Dienstag, 15. Februar 2011

Fantastische Menschen Teil 1

Zur allgemeinen Aufheiterung, und um meinem Egosimus ein wenig die Luft aus den Segeln zu nehmen, möchte ich von nun an immer mal wieder kleine Beiträge über Menschen schreiben, die sich so in meinem Leben plaziert haben, dass sie mich nicht kalt lassen können.

Heute: H.

H. kenne ich schon eine Weile flüchtig. Sie war mir, bevor ich sie näher kennen gelernt habe, immer deshalb sympathisch, weil sie mir mit einer sehr starken Durchhaltekraft immer nur Namen wie Schneewittchen, Disneyprinzessin oder ähnlich niedliche Spitznamen die einem kleinen Mädchen eben einfach gefallen, gab. Ja, wahrscheinlich konnte sie sich meinen Namen nicht merken, aber das ist doch eine sehr liebe Art dieses Problem zu kaschieren.
H. ist eine etwas schrullige Frau um die 50 (sie verrät ihr Alter grundsätzlich nicht) mit Eskimowangenknochen und der Angewohntheit nur lange, teils sehr farbenfrohe Röcke zu tragen. Ich war nicht wenig überrascht als ich erfuhr, dass sie Ärztin ist.
H. hat zwei bildschöne Töchter, die beide eine wahnsinnig sanfte Stimme haben und die ich, im Gegensatz zu ihrer Mutter, auch noch nie fluchen gehört habe.
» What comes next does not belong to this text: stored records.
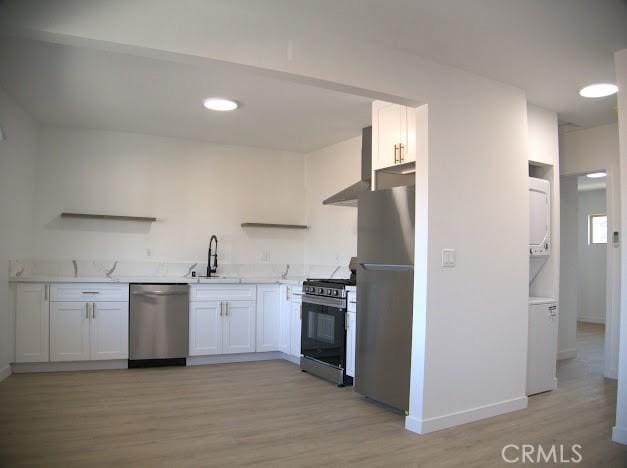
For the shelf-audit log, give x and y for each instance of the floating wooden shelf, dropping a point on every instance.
(143, 219)
(275, 226)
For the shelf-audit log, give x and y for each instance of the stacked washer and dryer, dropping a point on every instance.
(543, 311)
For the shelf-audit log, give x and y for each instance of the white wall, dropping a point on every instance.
(590, 150)
(476, 197)
(195, 189)
(332, 237)
(17, 155)
(620, 430)
(592, 260)
(569, 276)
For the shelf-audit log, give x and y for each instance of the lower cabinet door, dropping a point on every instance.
(205, 328)
(69, 331)
(238, 327)
(285, 319)
(32, 323)
(268, 322)
(108, 332)
(351, 334)
(296, 329)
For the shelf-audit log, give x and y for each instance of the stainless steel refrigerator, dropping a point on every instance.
(385, 294)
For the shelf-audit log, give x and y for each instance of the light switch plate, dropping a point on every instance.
(448, 258)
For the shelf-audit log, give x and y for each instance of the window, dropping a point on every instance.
(597, 229)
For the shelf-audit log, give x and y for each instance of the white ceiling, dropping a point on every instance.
(549, 48)
(77, 87)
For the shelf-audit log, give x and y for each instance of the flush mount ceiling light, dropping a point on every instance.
(220, 104)
(598, 90)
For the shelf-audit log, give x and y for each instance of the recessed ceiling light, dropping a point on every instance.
(598, 90)
(220, 104)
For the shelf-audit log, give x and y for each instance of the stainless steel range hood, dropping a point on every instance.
(349, 196)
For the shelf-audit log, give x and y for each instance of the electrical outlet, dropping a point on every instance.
(449, 258)
(264, 256)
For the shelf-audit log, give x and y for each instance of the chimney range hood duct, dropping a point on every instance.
(349, 196)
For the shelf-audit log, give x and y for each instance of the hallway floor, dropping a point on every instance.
(271, 414)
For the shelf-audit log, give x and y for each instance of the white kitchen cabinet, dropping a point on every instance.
(393, 135)
(108, 331)
(221, 327)
(205, 328)
(296, 328)
(351, 335)
(88, 292)
(85, 327)
(69, 331)
(238, 327)
(285, 318)
(32, 323)
(268, 318)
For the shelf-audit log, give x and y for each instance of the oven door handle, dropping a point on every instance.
(325, 301)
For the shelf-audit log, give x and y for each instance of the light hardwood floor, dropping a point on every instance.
(271, 414)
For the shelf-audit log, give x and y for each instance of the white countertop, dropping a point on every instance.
(153, 279)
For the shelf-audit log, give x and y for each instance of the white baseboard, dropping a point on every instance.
(243, 357)
(438, 423)
(5, 372)
(22, 368)
(69, 366)
(591, 319)
(619, 435)
(566, 354)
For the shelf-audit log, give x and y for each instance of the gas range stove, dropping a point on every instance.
(327, 287)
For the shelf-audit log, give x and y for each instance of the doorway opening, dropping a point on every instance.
(585, 237)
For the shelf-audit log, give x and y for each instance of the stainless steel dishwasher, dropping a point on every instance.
(159, 324)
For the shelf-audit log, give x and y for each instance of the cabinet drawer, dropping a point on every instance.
(90, 292)
(227, 292)
(296, 293)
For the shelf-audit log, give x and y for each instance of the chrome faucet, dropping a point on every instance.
(212, 253)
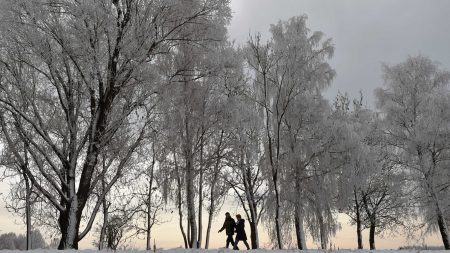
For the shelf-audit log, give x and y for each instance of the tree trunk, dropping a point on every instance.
(298, 219)
(299, 230)
(69, 223)
(358, 221)
(277, 212)
(180, 203)
(200, 196)
(101, 241)
(105, 206)
(149, 199)
(28, 210)
(323, 237)
(372, 233)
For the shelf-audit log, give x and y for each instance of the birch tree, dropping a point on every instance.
(73, 74)
(291, 65)
(414, 103)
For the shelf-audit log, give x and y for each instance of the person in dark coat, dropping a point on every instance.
(240, 232)
(229, 226)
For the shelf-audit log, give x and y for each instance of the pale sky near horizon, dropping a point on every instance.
(365, 33)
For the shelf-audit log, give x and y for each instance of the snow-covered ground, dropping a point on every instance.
(179, 250)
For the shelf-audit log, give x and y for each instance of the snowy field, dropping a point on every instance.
(178, 250)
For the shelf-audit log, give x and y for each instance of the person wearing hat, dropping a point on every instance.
(240, 232)
(229, 226)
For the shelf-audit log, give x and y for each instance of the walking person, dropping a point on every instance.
(229, 225)
(240, 232)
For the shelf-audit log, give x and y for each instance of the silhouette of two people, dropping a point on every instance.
(230, 227)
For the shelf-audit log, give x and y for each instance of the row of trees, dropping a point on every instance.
(125, 108)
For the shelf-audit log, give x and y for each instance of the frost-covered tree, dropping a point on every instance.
(74, 73)
(290, 67)
(415, 128)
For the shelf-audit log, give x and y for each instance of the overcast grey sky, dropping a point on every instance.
(365, 33)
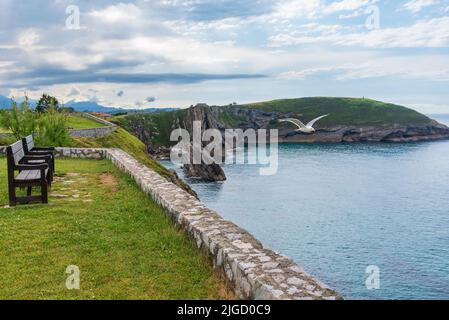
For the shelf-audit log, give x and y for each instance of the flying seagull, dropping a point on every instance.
(306, 128)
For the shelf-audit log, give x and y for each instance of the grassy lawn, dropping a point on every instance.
(98, 220)
(78, 122)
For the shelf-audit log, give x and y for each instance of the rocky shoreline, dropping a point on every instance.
(395, 133)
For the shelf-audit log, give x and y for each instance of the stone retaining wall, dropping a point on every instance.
(82, 153)
(253, 271)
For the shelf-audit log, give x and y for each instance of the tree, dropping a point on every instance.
(46, 102)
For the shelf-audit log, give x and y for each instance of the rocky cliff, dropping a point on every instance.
(359, 120)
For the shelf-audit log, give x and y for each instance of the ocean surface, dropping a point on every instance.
(337, 209)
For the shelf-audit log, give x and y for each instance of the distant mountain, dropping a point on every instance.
(86, 106)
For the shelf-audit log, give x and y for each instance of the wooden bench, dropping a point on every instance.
(34, 171)
(31, 150)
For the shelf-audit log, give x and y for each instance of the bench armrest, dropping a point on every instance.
(29, 167)
(42, 156)
(41, 152)
(43, 149)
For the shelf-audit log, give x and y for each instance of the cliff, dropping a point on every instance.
(350, 120)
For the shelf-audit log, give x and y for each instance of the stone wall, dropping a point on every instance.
(100, 120)
(254, 271)
(82, 153)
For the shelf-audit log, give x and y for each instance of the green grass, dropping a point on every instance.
(78, 122)
(344, 111)
(122, 139)
(99, 220)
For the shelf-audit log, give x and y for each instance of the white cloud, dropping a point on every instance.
(434, 68)
(28, 38)
(430, 33)
(122, 12)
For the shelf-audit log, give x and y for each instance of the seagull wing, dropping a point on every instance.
(311, 123)
(296, 122)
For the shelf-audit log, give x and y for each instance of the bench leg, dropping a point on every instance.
(44, 188)
(12, 196)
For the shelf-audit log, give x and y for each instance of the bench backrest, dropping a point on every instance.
(28, 144)
(15, 152)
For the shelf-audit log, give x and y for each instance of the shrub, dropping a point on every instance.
(53, 129)
(21, 120)
(47, 102)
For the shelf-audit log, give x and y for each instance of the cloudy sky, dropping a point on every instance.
(154, 53)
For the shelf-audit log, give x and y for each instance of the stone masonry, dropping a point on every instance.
(253, 271)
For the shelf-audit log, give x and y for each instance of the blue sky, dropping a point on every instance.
(159, 53)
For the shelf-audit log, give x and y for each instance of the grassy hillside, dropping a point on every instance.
(123, 242)
(158, 126)
(122, 139)
(78, 122)
(344, 111)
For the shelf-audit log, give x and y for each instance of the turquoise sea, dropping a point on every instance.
(337, 209)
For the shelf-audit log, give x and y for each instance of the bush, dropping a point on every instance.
(22, 120)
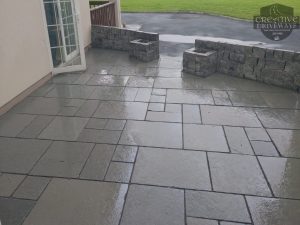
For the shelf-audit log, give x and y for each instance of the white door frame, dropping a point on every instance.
(64, 68)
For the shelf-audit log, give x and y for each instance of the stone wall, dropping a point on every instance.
(270, 66)
(118, 38)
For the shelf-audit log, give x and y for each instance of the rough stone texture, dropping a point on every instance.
(144, 50)
(200, 62)
(270, 66)
(141, 45)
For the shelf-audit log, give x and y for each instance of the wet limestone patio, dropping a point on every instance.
(130, 143)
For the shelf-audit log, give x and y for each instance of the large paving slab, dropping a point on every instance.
(214, 205)
(14, 211)
(71, 202)
(152, 134)
(286, 141)
(204, 137)
(235, 173)
(172, 168)
(283, 175)
(12, 124)
(63, 159)
(153, 205)
(189, 96)
(122, 110)
(64, 128)
(20, 155)
(232, 116)
(266, 211)
(279, 118)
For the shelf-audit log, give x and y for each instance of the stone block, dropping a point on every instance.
(201, 63)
Richtig kennen gelernt habe ich H. bei einer Chorakademie letztes Jahr. Diese Akademie ist eine Woche volle Dröhnung Musik. Man rennt von Plenumschor zu Studiochor zu Einzelstimmbildung zu Gehörbildung zu Plenumschor etc... Dazwischen isst oder schläft man, oder, wie in meinem Fall: man sitzt in seinem kleinen Zimmerchen und chattet vegane Gummibären essend mit den Daheimgebliebenen. Kurz: Es ist einfach wundervoll. Der Inbegriff des positiven Stress.
Da H. die einzige war, die ich schon zuvor in meinem Leben gesehen hatte, hielt ich mich vor allem zu Beginn der Woche ein wenig an ihr fest, denn sie war schon das etwa 120. mal bei der Akademie und wusste offensichtlich wie der Hase läuft. Aber sie hat mir nicht nur beigebracht wie man es schafft eine Woche ohne langfristige Schäden durchzusingen, sondern noch so viel mehr.

So erzählte sie mir, dass sie die meisten ihrer Arztkollegen nicht leiden kann, und den Arztberuf selbst für überbewertet hält. Sie erzählte mir von Kindern mit ADHS, denen sie Schlagzeugunterricht statt ruhigstellende Pillen verschrieb und von Eltern, die sie dafür hassten. Sie erzählte mir, dass sie mit ihren Kindern oft einfach irgendwo hingefahren ist, weil ihr das Urlaubplanen zu kompliziert war und dass sie deswegen schon einmal mit ihren Töchtern in der Gartenhütte eines verreiseten Freundes übernachten musste. "Hat ihnen doch nicht geschadet, oder?"
Sie erklärte mir mit einer Ernsthaftigkeit und Aufrichtigkeit von ihrer Überzeugung, dass Tiere nicht nur die besten Therapeuten, sondern auch die besten Analytiker bei psychischen Problemen sind und zehn Minuten später flüsterte sie mir kichernd ihre Diagnosen für andere Akademieteilnehmer ins Ohr.
Wir unterhielten uns über Eltern, die ihre Kinder zum Musikmachen zwangen und über das Musikmachen selbst. Wir redeten mitten in der Nacht auf einer Brücke über die psychische Labilität von Komponisten und darüber, ob Kunst einen Menschen zerstören kann/darf/soll.
Sie hat mir versucht weis zu machen, dass ich Mathematikerin werden könnte. Dass ich Organistsin werden könnte. Physikerin, Chemikerin, Pharmazeutin, Linguistikerin, Autorin, 1m55cm großes, viel zu schweres Model, einfach für jeden Beruf fand sie ein Argument, für jeden erdenklichen Werdegang einen Grund der mich in ihren Augen ideal erscheinen ließ.

Sie kennt meinen Namen mittlerweile. Aber Schneewittchen nennt sie mich immer noch.